By Ken Hambrick
This June we’ll be voting on a bridge toll increase. It will be fraudulently billed as congestion relief. It is nothing of the sort. Only 31% goes for roads and provides for NO increased traffic capacity.
The major cause of congestion is the Bay Bridge, which is totally overloaded causing major backups daily. Almost 300,000 cars squeeze through the bridge each day. Cars are piling up on the freeways leading to the bridge.
Since the bridge is the major point of congestion, something must be done. The proposed $3 toll increase won’t do it. The proposed use of the funds goes like this:
- 300 new BART cars; construction of more high-occupancy vehicle lanes; expand ferry systems and more express buses; BART service to San Jose.
- No new highways - No new freeways or highways have been built since the late 70s. Meanwhile population has increased from 24 million in 1980 to 39 million in 2016.
- 79% of Contra Costa commuters drive to work, while only 11% use transit.
There is nothing in the proposed tax addressing the bridge overcrowding. It won’t bring any relief to congestion. And there is no way to increase the bridge capacity.
Senator Feinstein and Congressman DeSaulnier both advocate construction of a second crossing from East Bay to the Peninsula. Feinstein advocated this in 2000 in a letter to the Metropolitan Transportation Commission (MTC). MTC concluded that the cost would be least $8.2 billion and rejected the proposal.
The state spent about $7 billion building the new eastern span of the Bay Bridge which added no additional capacity, rather than retrofitting the old bridge (estimated cost $1-2 billion).
Consideration was not even given to a new bay crossing.
A quote from Debra Sanders of Real Politics is right on the mark:
“If the San Francisco-Oakland Bay Bridge were a football team, the coach would have been fired; the quarterback would have been dropped from the team; and the remaining athletes would have felt a pinch in their endorsement income.
But because the new eastern span was a government project that ran four times over budget and took more than twice as long to complete than was expected -- and the retrofit required a retrofit even before it was open to the public -- no individual will lose his job; no contractor will lose state business; and no politician need worry about this boondoggle sabotaging his re-election.”
The only feasible solution to the bridge congestion is building another bridge.

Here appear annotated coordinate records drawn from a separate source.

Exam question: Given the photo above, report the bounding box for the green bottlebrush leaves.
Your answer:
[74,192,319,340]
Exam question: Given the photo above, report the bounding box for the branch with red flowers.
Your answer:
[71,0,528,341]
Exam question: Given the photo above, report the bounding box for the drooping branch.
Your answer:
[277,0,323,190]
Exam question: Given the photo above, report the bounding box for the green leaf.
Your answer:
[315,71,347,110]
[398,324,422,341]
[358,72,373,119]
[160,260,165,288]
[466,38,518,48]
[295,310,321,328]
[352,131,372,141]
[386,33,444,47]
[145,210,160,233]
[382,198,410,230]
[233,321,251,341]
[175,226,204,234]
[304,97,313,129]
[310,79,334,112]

Retrofitting the old Bay Bridge instead of building a new one would have freed up at least $5 billion for a second bridge.

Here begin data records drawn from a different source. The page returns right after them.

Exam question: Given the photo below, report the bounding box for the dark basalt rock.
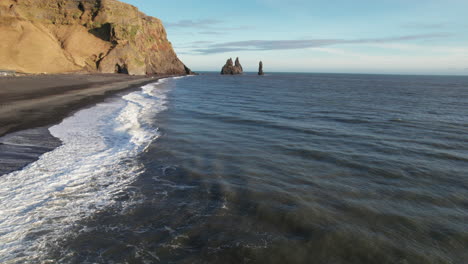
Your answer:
[221,58,244,75]
[258,61,265,75]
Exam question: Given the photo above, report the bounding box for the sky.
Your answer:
[124,0,468,75]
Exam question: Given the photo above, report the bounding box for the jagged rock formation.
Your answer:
[258,61,265,75]
[0,0,191,75]
[221,58,244,75]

MTC, the Legislature and all other politicians continue to ignore this problem and solution.
Yes, it would be costly, estimated at about $7-8 billion. The $3 toll increase won’t pay for all of it but I would vote for it if it is to be used for a new bridge.
The new Jerry Brown transportation tax effective November 1, 2017 won’t relieve congestion either. It raises $52 billion in new revenues, ostensibly for transportation repair and replacement, especially highways and roads, although $14 billion will be earmarked for other things like transit, rail (High Speed Rail?), bicycles, etc. Again no increase in road and highway capacity.
It’s time our politicians faced reality and deal with the Bay Bridge bottleneck. As columnist Daniel Borenstein says, “But environmentalists who want to reduce our dependency on cars will certainly object.” But one can’t force people into transit when it doesn’t work for them.
Do the environmentalists like the pollution from all those cars idling in the backups? I think not.